There are so many paper shredder products available in the market, and the decision to select a 'right shredder' usually involves a number of criteria. For organizations, complexity arises when the procurement function is to purchase a massive amount of shredders of the same type. This study initiated the idea to use the analytic hierarchy process with graph theory and matrix approach for solving the problem. The proposed model determines the best shredder from a pool of alternatives, given the buyer-side decision-maker's preference settings. With the expert questionnaire polled and the heterogeneous real data collected, the model is applied to a reduced data set. The size of the decision problem is defined as 8 alternatives are filtered among 26, while the 7 justification attributes considered are fully kept for not losing the experimental meaning. The result shows the effectiveness and applicability of the approach to manage the encountered decision scientifically. As this also implies that not only buyers but also the manufacturers can use this model to analyse 'something', it is confident to conduct more future studies. The R script which implements the dynamic programming concept to calculate the assessed index scores for graph theory and matrix approach is perhaps another contribution of this study.
This study determines the effectiveness of intuitionistic-fuzzy multi-attribute decision-making (IF-MADM) for making group decisions in practice. The effectiveness of the method is measured in terms of four dimensions: applicability, efficacy, efficiency and informativeness. To measure the efficacy, an IF-MADM model that has been recently proposed, AHP and the TOPSIS approach, which are compensatory models for group MADM, are used to model and solve the same collective decision. Using non-parametric statistical tests for data analytics, a ‘similarity confirmation method’ is proposed for a pair-wise test. This is to determine whether the score vectors are similar. Score vectors are used to determine the final ordinal ranks and whose scales differ greatly for different MADM methods. Since the latter two MADM models are both trustworthy with a known range of applications, any similarity in the results verifies the efficacy of IF-MADM. Using this process, the applicability of IF-MADM modelling is demonstrated. The efficiency and informativeness are also benchmarked and justified in terms of the model’s ability to produce a more informed decision. These results are of interest to practitioners for the selection and application of MADM models. Finally, the selection of a senior centre, which is a real group decision problem, is used to illustrate these. This extends the empirical application of IF-MADM, as relatively few studies practically compare issues for IF-MADM with those for other MADM models. The study also supports a rarely studied non-clinical healthcare decision that is relevant because there are many aging societies.
The AHP–GTMA (analytic hierarchy process and graph theory and matrix approach) has been applied to select the best paper shredder before a company was making a bulk purchase order. However, there is a question as to whether one such relatively recent approach is effective to aid the selection decision problems in industrial/commercial practice. In this paper, a novel multi-measure, rank-based comparative research flow is proposed. The real decision problem case mentioned above is solved using the AHP–GTMA and the AHP–TOPSIS methods, respectively, with relevant datasets sourced. Several measures in the proposed flow, i.e., the arithmetical, geometrical, or even statistical ones, are multiplexed and used to validate the similarity between the rank order vectors (ROVs) (and thus between the final preferential orders determined over the alternatives) that are obtained using these two different methods. While AHP–TOPSIS is a confident multi-attribute decision-making (MADM) approach which has been successfully applied to many other fields, the similarity validated between these individual results using the proposed method is used to confirm the efficacy of the AHP–GTMA approach and to determine its applicability in practice.
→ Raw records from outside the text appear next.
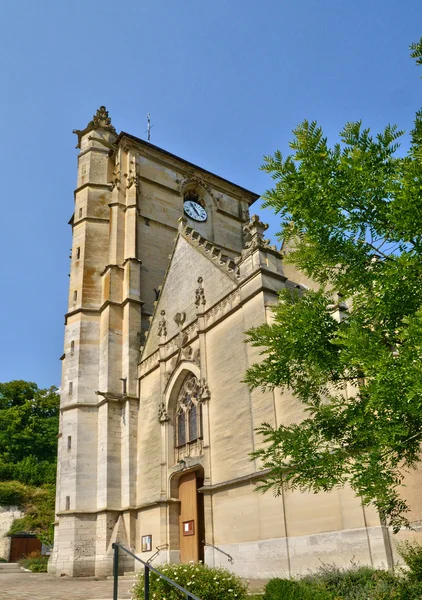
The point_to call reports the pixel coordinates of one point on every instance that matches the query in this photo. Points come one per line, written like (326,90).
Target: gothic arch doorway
(191,516)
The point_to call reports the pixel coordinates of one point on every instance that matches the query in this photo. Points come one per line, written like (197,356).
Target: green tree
(29,419)
(352,221)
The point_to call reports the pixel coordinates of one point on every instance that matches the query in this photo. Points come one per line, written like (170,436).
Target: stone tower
(128,200)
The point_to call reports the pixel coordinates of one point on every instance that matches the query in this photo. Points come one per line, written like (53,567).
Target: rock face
(7,515)
(167,273)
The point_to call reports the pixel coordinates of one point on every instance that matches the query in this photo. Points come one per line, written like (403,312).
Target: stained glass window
(193,423)
(181,428)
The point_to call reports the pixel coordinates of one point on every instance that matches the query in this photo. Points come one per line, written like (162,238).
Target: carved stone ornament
(102,120)
(254,234)
(199,293)
(162,325)
(162,413)
(132,178)
(116,174)
(179,319)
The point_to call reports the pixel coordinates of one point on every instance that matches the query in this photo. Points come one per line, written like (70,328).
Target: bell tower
(129,197)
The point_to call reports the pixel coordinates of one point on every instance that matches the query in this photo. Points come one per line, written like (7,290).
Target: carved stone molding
(162,413)
(200,294)
(132,178)
(162,325)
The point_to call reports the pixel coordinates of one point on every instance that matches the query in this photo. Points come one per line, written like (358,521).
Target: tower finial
(102,119)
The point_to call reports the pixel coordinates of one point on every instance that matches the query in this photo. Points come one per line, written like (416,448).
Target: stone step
(11,568)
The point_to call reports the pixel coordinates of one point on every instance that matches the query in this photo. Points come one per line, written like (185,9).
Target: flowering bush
(203,581)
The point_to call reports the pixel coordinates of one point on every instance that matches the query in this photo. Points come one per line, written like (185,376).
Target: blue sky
(225,83)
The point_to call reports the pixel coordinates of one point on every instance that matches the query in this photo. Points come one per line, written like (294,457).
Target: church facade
(168,271)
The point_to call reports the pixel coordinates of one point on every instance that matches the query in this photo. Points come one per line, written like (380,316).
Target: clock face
(194,210)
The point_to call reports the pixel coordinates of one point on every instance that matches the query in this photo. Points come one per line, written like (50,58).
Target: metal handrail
(147,568)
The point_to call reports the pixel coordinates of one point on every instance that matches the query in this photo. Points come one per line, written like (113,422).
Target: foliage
(39,509)
(203,581)
(352,222)
(35,562)
(13,493)
(411,553)
(333,583)
(28,423)
(291,589)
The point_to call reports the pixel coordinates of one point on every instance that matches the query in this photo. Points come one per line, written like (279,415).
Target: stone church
(168,271)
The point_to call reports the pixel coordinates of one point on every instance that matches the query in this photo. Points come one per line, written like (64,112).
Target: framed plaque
(146,543)
(188,527)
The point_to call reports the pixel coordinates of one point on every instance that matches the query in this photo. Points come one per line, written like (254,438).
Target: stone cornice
(93,149)
(89,219)
(80,310)
(121,304)
(107,398)
(92,185)
(144,506)
(237,481)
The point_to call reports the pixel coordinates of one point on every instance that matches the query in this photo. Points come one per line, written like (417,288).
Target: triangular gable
(188,262)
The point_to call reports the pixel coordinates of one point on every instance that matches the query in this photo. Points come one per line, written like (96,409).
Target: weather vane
(149,127)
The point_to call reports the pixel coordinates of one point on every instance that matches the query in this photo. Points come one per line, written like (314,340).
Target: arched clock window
(188,412)
(193,206)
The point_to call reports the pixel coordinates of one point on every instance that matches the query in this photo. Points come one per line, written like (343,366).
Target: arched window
(181,428)
(188,412)
(193,423)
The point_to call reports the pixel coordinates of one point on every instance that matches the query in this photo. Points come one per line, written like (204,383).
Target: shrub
(411,553)
(291,589)
(35,562)
(39,513)
(12,493)
(203,581)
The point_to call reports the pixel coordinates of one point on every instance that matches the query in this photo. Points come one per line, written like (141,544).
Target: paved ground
(40,586)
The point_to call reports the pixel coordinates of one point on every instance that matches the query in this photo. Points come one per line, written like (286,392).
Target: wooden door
(188,520)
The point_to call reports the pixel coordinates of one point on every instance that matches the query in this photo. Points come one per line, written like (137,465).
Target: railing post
(146,583)
(115,571)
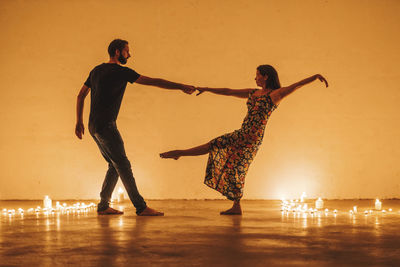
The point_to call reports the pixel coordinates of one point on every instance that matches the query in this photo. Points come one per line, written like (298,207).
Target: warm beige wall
(337,142)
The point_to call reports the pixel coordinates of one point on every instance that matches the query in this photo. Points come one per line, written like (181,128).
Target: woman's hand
(321,78)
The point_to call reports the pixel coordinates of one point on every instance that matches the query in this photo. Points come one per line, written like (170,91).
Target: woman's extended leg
(194,151)
(235,210)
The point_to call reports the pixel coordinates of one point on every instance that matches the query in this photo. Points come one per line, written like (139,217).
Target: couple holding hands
(230,155)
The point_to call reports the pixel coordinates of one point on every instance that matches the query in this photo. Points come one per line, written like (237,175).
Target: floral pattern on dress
(231,154)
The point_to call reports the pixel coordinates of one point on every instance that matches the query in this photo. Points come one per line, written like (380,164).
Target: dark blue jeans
(112,148)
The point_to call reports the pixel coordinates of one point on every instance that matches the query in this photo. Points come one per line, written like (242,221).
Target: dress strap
(252,92)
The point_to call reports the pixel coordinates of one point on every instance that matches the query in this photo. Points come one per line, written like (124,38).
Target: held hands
(201,90)
(321,78)
(79,130)
(188,89)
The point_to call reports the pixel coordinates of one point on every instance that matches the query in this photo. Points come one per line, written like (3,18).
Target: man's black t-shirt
(107,82)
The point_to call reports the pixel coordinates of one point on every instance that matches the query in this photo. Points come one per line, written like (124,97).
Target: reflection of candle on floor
(319,204)
(120,195)
(378,204)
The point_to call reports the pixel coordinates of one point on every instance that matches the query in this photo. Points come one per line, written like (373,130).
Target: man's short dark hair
(116,44)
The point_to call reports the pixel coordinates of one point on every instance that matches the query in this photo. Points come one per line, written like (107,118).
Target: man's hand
(188,89)
(322,79)
(79,130)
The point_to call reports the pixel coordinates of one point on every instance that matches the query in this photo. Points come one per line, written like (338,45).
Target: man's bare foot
(110,211)
(173,154)
(150,212)
(235,210)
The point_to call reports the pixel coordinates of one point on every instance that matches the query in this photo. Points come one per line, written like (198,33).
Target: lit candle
(378,204)
(303,197)
(120,195)
(47,202)
(319,204)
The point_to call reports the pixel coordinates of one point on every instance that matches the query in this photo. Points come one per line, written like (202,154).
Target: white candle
(319,204)
(120,195)
(47,202)
(378,204)
(303,197)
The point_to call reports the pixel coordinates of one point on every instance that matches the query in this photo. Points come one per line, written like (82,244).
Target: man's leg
(109,183)
(111,142)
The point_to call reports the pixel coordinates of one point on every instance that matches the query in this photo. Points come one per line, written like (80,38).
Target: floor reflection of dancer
(230,155)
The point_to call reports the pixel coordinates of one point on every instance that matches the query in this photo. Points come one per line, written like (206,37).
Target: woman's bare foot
(110,211)
(173,154)
(150,212)
(235,210)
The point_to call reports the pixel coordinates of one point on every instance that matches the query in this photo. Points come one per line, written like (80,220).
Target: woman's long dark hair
(273,80)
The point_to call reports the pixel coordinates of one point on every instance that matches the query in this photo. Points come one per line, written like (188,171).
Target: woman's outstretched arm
(279,94)
(242,93)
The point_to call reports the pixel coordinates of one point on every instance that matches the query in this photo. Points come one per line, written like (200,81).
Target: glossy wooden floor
(194,234)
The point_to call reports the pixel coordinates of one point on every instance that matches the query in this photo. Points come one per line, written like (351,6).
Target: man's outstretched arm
(188,89)
(80,128)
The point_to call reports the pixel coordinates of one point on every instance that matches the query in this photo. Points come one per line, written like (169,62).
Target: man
(107,83)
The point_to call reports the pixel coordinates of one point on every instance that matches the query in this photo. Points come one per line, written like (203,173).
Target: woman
(230,155)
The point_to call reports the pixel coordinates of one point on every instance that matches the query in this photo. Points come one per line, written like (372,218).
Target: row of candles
(295,206)
(48,206)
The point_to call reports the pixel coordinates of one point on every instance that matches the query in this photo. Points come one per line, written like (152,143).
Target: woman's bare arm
(278,94)
(241,93)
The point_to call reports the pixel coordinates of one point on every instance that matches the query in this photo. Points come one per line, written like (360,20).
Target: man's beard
(122,59)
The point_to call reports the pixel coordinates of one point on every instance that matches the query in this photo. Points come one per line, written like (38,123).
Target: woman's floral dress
(231,154)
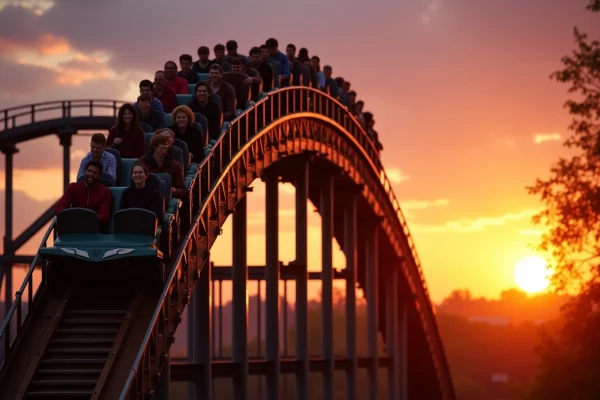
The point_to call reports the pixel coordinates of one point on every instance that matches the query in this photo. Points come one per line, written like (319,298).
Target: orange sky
(459,89)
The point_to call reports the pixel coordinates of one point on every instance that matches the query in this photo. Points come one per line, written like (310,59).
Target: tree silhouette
(572,194)
(570,349)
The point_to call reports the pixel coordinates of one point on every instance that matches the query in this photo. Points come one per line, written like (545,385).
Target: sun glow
(532,275)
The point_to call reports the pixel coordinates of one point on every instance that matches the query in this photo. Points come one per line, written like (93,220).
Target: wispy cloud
(539,138)
(474,225)
(395,175)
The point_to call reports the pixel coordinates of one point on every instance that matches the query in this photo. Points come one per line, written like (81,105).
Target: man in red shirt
(89,194)
(166,95)
(177,83)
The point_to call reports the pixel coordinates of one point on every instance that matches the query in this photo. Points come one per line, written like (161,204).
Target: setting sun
(531,274)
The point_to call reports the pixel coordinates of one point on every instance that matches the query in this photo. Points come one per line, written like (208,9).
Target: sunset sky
(460,90)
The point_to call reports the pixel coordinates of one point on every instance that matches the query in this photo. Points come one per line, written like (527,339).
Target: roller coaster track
(287,122)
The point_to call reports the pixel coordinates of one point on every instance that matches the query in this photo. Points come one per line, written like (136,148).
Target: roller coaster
(101,322)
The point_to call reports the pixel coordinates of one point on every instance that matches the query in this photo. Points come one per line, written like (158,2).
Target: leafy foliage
(572,193)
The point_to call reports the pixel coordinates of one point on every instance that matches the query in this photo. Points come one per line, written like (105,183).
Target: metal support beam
(372,263)
(205,327)
(239,303)
(327,290)
(272,283)
(302,281)
(9,152)
(351,252)
(164,384)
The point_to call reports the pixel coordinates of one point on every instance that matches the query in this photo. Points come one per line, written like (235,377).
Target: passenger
(184,130)
(201,104)
(224,90)
(191,76)
(140,195)
(177,83)
(89,194)
(352,102)
(359,114)
(157,162)
(97,153)
(316,63)
(341,94)
(278,56)
(174,152)
(127,136)
(265,70)
(147,87)
(295,65)
(304,58)
(370,121)
(166,95)
(202,66)
(231,47)
(147,114)
(331,88)
(274,64)
(219,51)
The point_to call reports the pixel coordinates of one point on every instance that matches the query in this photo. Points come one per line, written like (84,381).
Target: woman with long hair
(183,118)
(127,136)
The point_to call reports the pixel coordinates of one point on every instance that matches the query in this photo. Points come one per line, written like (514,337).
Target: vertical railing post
(372,264)
(239,303)
(272,282)
(351,252)
(302,281)
(327,282)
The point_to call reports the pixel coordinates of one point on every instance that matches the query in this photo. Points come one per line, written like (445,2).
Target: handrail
(350,123)
(31,296)
(30,110)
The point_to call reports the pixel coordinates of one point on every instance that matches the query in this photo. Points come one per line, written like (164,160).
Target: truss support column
(204,324)
(351,252)
(164,384)
(272,283)
(9,151)
(302,282)
(239,302)
(372,264)
(327,290)
(65,136)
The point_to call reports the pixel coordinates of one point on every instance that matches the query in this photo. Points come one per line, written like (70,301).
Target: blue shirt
(109,164)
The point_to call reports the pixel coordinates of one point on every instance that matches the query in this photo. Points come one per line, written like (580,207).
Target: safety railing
(14,117)
(238,136)
(14,318)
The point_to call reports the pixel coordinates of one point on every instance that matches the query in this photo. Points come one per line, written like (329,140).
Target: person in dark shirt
(201,104)
(264,69)
(191,76)
(202,66)
(141,195)
(184,130)
(157,162)
(166,95)
(219,51)
(147,114)
(224,90)
(127,136)
(174,152)
(89,194)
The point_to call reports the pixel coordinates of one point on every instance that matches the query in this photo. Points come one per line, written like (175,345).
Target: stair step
(82,341)
(64,382)
(92,321)
(54,393)
(78,351)
(108,312)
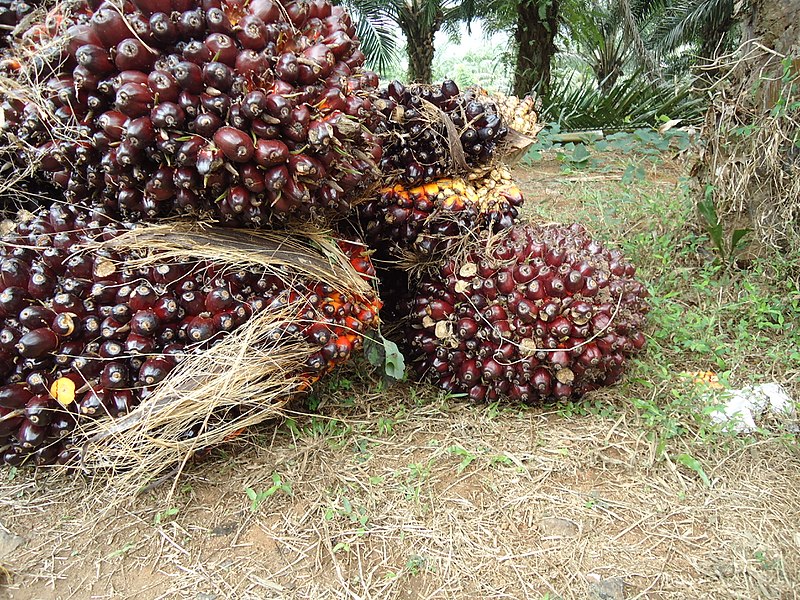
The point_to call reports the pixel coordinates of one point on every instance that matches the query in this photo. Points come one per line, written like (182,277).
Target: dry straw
(244,380)
(749,163)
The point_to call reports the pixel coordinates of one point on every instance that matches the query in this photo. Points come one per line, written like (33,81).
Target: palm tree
(417,20)
(708,25)
(534,25)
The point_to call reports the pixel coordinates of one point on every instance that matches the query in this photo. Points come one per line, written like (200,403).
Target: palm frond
(376,28)
(631,102)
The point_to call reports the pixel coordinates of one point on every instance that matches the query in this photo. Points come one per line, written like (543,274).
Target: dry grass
(749,164)
(435,500)
(400,493)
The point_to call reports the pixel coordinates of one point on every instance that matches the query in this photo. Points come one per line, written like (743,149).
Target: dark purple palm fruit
(436,131)
(154,112)
(84,337)
(535,312)
(429,218)
(12,13)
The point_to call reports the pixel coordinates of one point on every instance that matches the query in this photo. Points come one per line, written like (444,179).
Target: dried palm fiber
(435,131)
(419,223)
(749,163)
(533,312)
(521,117)
(244,113)
(265,315)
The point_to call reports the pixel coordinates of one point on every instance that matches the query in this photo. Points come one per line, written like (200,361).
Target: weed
(257,498)
(165,515)
(467,457)
(727,250)
(415,564)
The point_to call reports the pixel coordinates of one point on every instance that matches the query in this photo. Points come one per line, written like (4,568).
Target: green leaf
(689,461)
(383,353)
(395,363)
(581,154)
(374,349)
(736,238)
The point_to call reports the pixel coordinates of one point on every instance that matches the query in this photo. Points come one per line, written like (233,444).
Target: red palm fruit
(235,144)
(217,21)
(269,153)
(191,23)
(167,115)
(37,342)
(164,29)
(36,316)
(189,76)
(133,54)
(94,403)
(40,410)
(200,329)
(266,10)
(65,325)
(14,396)
(164,86)
(145,323)
(134,100)
(31,436)
(286,67)
(121,402)
(279,107)
(95,59)
(252,33)
(218,75)
(139,344)
(12,301)
(115,376)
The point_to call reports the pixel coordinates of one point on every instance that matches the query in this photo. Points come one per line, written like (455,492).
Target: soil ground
(405,493)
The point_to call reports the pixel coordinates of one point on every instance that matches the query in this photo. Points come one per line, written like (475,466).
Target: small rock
(612,588)
(9,542)
(557,527)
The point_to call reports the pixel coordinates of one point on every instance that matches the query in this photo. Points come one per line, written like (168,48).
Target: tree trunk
(537,24)
(748,162)
(419,33)
(419,49)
In addition, along with this study, some contributable points are also rendered for implementing the decision models, e.g., the optimized recursive implementation in R to compute the permanent value of a square ASAM (alternative selection attribute matrix, which is the computational basis required by AHP–GTMA) of any dimension. The proposed methodological flow to confirm the similarity based on the ordinal rank information is not only convenient in operational practice with ubiquitous tool supports (e.g., the vector-based R statistical platform), but also generalizable (to verify between another pair of results obtained using any other MADM methods). This gives options for future research.